Chances are at least one of your friends is a committed yogi. I actually don’t really know what the term ‘yogi’ means, it still reminds me of a bear from Jellystone National Park, but I do know that yoga, which has been practised all over the world forever, has experienced a dramatic increase in practitioners (almost 20%) in the last half a dozen years. Yoga is very broadly a system of philosophies, principles and practices derived from the Vedic tradition of India and the Himalayas, more than 2500 years ago. Since then it has evolved to what we recognise today as Yoga, which is a cultivation of health and well-being through the regular practice of a range of different techniques, including postures and movement, breath awareness, relaxation and meditation. The most widely practised form of yoga today is an integration of several yoga practices, primarily body movement, traditionally known as postures or asanas. These postures, when practised correctly can help with strengthening and stretching the muscles, balance, core stability and a sense of mindfulness and well-being.

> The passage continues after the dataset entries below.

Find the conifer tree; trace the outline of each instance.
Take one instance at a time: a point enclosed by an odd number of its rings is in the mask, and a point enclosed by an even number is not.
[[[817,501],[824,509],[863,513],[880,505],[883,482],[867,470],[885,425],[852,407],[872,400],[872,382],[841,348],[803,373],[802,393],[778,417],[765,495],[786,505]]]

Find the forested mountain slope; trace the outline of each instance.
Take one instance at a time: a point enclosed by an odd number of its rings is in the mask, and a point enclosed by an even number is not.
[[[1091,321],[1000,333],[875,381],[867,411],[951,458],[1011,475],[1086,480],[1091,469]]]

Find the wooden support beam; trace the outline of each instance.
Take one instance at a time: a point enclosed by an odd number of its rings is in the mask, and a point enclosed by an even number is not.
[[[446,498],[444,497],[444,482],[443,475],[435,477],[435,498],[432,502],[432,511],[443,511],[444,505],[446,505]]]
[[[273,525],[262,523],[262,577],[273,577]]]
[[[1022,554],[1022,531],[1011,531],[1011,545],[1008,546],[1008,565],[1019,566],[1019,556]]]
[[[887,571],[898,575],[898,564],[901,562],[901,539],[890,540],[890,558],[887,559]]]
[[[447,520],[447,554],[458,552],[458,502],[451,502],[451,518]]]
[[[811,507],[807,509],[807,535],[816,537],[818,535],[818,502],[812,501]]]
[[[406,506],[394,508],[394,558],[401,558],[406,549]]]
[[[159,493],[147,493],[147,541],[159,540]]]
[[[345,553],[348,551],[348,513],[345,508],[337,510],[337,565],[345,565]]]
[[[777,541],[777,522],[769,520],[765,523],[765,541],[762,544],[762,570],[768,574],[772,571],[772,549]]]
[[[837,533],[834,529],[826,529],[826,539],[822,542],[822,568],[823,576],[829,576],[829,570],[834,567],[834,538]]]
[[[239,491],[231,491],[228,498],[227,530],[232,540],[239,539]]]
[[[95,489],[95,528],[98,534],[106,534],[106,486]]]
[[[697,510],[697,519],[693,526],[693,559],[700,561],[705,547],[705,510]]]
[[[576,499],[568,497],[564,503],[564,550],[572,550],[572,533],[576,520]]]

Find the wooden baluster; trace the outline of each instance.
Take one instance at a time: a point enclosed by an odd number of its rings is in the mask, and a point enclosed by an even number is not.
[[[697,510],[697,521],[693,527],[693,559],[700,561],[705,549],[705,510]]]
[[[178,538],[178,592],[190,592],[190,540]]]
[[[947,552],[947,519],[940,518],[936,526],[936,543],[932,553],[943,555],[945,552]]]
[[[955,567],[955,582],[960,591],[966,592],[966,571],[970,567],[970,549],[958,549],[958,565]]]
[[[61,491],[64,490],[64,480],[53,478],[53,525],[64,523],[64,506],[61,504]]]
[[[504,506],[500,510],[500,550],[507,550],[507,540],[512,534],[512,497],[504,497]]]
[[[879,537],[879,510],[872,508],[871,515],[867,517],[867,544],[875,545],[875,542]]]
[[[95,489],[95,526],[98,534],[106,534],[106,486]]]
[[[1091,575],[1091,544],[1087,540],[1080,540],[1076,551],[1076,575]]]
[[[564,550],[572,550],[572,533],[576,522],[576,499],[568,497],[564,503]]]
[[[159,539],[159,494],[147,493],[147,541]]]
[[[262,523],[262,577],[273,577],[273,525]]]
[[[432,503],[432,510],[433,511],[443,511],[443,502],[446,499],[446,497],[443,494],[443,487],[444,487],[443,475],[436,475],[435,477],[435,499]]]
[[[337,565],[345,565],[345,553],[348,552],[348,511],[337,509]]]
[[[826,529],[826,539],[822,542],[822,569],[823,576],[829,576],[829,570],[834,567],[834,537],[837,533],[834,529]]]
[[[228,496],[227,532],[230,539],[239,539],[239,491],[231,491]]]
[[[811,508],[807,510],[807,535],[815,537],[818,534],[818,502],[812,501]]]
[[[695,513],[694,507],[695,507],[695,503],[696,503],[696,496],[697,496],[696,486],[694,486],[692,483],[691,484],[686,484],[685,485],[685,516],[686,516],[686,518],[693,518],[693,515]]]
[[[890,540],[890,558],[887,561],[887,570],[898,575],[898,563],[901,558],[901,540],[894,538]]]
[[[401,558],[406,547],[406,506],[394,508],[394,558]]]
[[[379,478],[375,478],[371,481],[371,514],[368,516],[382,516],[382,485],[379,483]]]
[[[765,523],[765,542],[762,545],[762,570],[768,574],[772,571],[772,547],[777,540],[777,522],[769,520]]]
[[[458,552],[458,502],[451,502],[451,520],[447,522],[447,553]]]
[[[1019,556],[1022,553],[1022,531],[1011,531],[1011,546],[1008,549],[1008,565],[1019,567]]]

Should we all be doing yoga?

We should probably all be doing lots of things. I should probably do Pilates to work on engaging my core, I should go jogging to increase my aerobic fitness level, eat more vegetables – the list could go on forever and I’m only talking about physical health! Mostly I just lift heavy weights and sometimes I lift lighter weights faster to pretend I’m doing cardio…but I do practise yoga occasionally and I really feel that I benefit from a dedicated stretching session. I know the last thing a lot of people want to do at the end of a workout is hang around in the gym for 10 minutes stretching, because chances are you have other things to do, so it really might be beneficial to set a bit of time aside to work on increasing your flexibility. I have weak ankles as well and the balancing poses are really helpful for working on them.

Is Yoga really helpful for releasing stress?

This is a question you really might have to answer for yourself. I find beer quite good for releasing stress and if I’m really angry punching things works really well too, by things I mean boxing mits and bags. Yoga…not so much, I almost need to be relaxed to really get into it. My advice would be to give it a go and see if it does work for you and if yoga doesn’t work, try something else. I felt pretty stressed before I lifted weights today and I felt so much better afterwards. (And there I go again not trying to peer pressure you into lifting heavy weights or anything….)

It might actually really annoy you…

There are many different types of yoga, Hatha, Ashtanga, Iyengar, Bikram (I tried it once and it really was so hot) and some of them have achieved an almost cult-like following. The yoga practised in gyms is probably not as strict as some of the yoga schools and if that’s a concern for you it might make it easier to swallow. Generally it involves more stretching and less chanting. There’s often a heavy breather or a super-bendy lady in a yoga class so you might have to get past them and there’s probably someone who’s there just because they have the hots for the teacher. But just walk past all of them, find yourself a fairly inconspicuous spot and do your best.

So should you do yoga?

At the end of the day stretching is good for you. Taking a bit of time for yourself is good for you. Saying words like Namaste makes you sound kind of cultural. It’s a great excuse to get into some multi-coloured tights and spread your toes out of narrow shoes. I like to do yoga sometimes and I’d recommend you give it a try, in fact I’d recommend you give it three tries before you make a decision for yourself.

Hiscoes has yoga at 9.30am Tuesdays, 5.30pm on Wednesdays and 4.00pm on Sundays. I try and do a class at least once a fortnight.